In his prescient, 1990 book “La Transparence du Mal,” translated to English in 1993 as “The Transparency of Evil,” French postmodernist Jean Baudrillard states: “Surely the extraordinary success of artificial intelligence is attributable to the fact that it frees us from real intelligence, that by hypertrophying thought as an operational process it frees us from thought’s ambiguity and from the insoluble puzzle of its relationship to the world. Surely the success of all these technologies is a result of the way in which they make it impossible even to raise the timeless question of liberty. What a relief! Thanks to the machine of the virtual, all your problems are over! You are no longer either subject or object, no longer either free or alienated— and no longer either one or the other: you are the same, and enraptured by the commutations of that sameness. We have left the hell of other people for the ecstasy of the same, the purgatory of otherness for the artificial paradises of identity.”

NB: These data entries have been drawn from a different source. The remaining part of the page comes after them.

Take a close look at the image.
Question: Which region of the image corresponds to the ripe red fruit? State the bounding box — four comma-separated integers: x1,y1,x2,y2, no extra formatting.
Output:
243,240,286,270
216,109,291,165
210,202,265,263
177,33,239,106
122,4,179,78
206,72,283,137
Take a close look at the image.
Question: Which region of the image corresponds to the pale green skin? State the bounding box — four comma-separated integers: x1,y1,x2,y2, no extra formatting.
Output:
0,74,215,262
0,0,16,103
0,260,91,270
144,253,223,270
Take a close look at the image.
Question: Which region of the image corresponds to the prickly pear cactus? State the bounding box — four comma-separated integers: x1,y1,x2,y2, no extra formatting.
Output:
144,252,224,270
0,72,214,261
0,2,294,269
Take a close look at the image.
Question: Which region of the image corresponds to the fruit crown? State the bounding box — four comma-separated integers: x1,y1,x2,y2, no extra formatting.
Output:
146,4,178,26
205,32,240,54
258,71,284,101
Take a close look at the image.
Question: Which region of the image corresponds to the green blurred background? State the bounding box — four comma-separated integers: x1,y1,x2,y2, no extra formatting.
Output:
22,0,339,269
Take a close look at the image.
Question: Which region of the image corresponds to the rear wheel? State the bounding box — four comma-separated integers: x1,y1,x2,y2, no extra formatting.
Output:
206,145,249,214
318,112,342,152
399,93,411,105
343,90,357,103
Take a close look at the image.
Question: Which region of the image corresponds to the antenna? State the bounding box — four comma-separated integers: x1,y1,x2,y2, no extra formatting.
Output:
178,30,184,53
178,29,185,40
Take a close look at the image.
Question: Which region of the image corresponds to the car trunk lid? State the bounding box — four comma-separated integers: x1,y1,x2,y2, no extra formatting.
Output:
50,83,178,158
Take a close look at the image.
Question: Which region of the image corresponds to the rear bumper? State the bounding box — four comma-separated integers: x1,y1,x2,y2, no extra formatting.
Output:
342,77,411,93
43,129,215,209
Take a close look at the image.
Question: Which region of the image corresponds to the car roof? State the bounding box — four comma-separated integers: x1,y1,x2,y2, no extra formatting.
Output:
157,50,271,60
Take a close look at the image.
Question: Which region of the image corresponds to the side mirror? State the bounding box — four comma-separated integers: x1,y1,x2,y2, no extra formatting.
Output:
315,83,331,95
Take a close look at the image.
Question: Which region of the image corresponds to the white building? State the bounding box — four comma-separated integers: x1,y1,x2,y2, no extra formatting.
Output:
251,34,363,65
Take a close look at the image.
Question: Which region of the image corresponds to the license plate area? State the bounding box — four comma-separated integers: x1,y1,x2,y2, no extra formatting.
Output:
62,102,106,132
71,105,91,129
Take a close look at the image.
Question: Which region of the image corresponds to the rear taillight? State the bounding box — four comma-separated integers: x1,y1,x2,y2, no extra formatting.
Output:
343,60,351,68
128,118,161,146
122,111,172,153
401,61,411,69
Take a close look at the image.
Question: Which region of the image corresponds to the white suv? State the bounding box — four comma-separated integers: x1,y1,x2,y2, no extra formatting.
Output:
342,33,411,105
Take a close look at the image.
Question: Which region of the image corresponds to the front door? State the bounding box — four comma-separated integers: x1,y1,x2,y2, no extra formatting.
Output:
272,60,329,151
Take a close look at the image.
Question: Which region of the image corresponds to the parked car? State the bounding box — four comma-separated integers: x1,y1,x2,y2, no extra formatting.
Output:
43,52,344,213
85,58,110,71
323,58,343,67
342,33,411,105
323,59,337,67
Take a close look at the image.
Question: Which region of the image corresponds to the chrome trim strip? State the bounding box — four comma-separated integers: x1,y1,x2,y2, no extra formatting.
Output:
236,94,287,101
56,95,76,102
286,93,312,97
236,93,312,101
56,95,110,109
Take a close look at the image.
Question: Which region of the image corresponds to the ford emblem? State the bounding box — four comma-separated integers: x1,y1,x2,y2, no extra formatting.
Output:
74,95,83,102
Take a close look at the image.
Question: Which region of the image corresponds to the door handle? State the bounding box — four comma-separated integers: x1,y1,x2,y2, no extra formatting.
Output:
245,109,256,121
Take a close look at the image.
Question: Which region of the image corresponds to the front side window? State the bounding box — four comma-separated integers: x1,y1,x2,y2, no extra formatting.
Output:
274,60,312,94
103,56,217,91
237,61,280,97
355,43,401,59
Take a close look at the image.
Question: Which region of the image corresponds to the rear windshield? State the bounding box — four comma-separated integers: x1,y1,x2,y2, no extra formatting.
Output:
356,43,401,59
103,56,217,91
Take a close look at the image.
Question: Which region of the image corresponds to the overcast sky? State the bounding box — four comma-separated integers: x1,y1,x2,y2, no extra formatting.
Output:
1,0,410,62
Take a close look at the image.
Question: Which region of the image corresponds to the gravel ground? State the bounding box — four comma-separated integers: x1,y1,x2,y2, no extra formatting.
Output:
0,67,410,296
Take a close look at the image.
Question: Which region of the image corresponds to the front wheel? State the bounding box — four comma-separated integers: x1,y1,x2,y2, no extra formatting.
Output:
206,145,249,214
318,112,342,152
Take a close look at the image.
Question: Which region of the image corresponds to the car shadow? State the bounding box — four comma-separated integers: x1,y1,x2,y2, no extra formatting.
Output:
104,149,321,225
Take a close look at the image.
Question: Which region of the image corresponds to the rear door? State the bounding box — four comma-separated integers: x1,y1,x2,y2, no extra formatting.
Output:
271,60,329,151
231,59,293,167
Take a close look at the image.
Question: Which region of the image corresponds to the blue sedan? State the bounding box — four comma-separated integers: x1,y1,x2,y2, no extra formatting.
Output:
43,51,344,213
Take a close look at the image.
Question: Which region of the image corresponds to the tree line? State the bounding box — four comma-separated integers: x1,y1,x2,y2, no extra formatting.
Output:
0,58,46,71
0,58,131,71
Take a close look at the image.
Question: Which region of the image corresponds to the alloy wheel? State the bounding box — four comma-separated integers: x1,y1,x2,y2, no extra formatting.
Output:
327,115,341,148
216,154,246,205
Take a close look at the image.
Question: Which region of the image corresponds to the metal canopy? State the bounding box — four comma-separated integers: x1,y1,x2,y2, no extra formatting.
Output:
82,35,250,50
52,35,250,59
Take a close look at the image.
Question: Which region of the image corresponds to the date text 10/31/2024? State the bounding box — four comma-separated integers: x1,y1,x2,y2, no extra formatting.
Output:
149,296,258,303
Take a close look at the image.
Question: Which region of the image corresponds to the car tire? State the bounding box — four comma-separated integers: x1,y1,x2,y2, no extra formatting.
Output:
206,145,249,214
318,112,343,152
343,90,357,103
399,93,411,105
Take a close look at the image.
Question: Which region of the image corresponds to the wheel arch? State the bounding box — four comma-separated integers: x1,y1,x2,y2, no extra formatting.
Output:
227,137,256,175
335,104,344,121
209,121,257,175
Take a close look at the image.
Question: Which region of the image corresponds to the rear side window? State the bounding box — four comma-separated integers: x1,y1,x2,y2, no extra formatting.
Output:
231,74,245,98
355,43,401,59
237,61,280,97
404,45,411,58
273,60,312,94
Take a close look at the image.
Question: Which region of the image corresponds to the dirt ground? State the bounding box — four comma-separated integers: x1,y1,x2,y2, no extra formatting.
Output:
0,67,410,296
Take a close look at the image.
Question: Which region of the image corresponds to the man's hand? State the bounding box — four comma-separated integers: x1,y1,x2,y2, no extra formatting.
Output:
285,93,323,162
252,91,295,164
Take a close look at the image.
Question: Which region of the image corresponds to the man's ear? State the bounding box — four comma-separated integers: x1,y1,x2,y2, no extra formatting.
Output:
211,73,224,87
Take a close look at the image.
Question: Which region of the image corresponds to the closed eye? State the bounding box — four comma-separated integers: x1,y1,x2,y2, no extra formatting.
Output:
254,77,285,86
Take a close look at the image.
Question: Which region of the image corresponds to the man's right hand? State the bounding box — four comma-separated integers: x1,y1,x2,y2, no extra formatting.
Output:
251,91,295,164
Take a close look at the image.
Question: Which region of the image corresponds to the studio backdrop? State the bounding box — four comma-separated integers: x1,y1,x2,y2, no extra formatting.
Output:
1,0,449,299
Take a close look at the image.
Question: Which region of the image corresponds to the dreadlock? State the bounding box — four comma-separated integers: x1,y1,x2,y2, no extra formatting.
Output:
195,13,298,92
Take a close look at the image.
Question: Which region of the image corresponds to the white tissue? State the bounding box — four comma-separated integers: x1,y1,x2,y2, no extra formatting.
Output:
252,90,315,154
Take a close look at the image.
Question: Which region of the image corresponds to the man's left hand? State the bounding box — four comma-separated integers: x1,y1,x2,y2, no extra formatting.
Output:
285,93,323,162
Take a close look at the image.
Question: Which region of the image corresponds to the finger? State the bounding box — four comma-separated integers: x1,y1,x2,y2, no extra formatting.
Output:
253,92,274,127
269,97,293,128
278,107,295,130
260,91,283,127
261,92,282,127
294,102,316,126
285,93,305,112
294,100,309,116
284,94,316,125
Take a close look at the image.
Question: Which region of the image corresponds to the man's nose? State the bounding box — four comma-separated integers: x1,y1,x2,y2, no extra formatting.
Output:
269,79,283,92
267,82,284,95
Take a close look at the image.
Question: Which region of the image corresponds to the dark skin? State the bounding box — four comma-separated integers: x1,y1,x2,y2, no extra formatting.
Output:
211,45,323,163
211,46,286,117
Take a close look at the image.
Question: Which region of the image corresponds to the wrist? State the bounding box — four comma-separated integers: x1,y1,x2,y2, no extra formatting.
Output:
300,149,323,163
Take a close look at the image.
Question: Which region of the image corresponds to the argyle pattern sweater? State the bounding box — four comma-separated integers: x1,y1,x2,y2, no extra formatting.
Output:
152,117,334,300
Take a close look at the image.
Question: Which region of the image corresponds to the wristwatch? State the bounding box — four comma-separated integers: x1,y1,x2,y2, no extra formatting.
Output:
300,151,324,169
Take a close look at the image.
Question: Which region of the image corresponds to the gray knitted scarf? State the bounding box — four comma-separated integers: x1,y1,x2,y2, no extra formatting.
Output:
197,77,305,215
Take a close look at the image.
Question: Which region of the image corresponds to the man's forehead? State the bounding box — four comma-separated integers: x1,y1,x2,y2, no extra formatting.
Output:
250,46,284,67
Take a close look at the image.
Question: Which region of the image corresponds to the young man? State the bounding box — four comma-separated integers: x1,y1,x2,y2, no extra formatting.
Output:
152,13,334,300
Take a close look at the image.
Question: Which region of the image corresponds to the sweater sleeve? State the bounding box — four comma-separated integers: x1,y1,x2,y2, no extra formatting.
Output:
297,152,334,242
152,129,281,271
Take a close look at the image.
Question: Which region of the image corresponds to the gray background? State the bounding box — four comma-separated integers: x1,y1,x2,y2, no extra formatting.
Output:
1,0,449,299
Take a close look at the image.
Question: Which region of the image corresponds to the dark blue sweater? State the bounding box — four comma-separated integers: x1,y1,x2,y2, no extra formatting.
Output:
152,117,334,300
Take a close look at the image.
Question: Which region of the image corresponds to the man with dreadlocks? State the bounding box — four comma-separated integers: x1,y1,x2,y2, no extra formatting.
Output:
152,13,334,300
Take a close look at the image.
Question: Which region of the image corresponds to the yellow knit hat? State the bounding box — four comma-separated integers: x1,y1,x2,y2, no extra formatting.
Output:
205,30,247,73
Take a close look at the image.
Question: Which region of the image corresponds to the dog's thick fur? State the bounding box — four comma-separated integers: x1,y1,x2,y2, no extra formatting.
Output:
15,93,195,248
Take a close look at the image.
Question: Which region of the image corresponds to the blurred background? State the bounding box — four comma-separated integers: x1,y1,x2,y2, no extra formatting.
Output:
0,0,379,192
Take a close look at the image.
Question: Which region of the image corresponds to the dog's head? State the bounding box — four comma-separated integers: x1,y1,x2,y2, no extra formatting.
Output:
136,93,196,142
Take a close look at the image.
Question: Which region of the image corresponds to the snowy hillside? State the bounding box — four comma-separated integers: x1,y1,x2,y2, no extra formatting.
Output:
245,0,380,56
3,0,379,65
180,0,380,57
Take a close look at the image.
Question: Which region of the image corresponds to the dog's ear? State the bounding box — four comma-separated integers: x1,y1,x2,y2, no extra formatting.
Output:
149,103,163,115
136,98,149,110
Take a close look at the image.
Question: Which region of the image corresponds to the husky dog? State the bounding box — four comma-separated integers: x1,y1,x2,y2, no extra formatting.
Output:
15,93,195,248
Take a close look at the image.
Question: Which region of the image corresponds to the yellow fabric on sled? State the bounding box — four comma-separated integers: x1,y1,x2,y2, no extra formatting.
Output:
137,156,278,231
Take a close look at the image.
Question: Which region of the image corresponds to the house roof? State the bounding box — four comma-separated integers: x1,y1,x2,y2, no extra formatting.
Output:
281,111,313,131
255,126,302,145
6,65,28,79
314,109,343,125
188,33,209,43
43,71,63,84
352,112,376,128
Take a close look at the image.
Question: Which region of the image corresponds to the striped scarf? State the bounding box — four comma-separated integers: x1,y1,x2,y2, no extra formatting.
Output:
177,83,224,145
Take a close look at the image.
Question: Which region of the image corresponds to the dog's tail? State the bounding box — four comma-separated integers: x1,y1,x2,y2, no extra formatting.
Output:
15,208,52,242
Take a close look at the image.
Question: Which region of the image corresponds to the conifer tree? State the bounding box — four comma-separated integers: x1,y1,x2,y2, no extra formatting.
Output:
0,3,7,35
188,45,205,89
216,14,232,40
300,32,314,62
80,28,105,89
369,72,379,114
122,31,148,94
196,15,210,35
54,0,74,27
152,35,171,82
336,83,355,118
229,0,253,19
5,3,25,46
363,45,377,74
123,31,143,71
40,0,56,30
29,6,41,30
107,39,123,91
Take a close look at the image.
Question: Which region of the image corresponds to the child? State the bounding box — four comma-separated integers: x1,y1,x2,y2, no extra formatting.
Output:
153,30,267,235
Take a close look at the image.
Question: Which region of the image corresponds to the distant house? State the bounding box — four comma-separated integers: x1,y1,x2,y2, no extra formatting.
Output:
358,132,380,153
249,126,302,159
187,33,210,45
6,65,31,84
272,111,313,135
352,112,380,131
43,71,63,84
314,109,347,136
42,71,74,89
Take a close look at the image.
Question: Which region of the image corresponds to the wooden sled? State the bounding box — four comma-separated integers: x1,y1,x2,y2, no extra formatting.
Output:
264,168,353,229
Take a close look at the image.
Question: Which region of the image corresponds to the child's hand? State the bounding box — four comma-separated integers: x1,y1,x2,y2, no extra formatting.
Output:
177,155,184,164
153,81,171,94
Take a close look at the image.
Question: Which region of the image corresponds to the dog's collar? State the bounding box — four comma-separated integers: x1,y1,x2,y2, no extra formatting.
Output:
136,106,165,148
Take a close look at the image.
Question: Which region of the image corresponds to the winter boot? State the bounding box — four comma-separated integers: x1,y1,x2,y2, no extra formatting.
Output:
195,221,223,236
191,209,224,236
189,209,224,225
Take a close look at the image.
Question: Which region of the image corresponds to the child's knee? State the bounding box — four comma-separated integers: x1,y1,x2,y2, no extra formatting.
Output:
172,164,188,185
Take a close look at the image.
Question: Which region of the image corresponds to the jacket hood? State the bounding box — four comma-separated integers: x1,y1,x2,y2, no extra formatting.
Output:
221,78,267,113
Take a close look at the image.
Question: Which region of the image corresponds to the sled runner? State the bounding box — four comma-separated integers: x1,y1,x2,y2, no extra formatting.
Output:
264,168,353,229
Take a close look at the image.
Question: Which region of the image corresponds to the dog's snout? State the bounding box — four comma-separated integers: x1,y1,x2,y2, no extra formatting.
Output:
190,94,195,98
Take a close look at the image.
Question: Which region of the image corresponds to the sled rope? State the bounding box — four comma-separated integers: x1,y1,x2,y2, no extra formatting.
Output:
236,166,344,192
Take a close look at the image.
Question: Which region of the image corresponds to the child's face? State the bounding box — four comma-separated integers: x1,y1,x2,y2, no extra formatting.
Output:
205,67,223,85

When Peterson and Baudrillard agree that human responsibility for liberty, intelligence, and sex are essential for the continuation of the human project on Earth, watch out.

We human beings think so little of ourselves that we believe dolls, bots, and AI are better than us, are replicants without our fundamental mistakes. We imbue our creations with a utopian vision of what we could be, without any understanding that it is our humanness that makes us wonderful. It is our ability to make mistakes, to forgive, to show mercy, to trade our impulsive desires for future wants, that make us worthwhile.

We need to take responsibility for our knowledge, for our bodies, for our impact, and for the continuance of this beautiful thing with which we have been gifted: humanity, and its perpetuation on our planet and in the universe.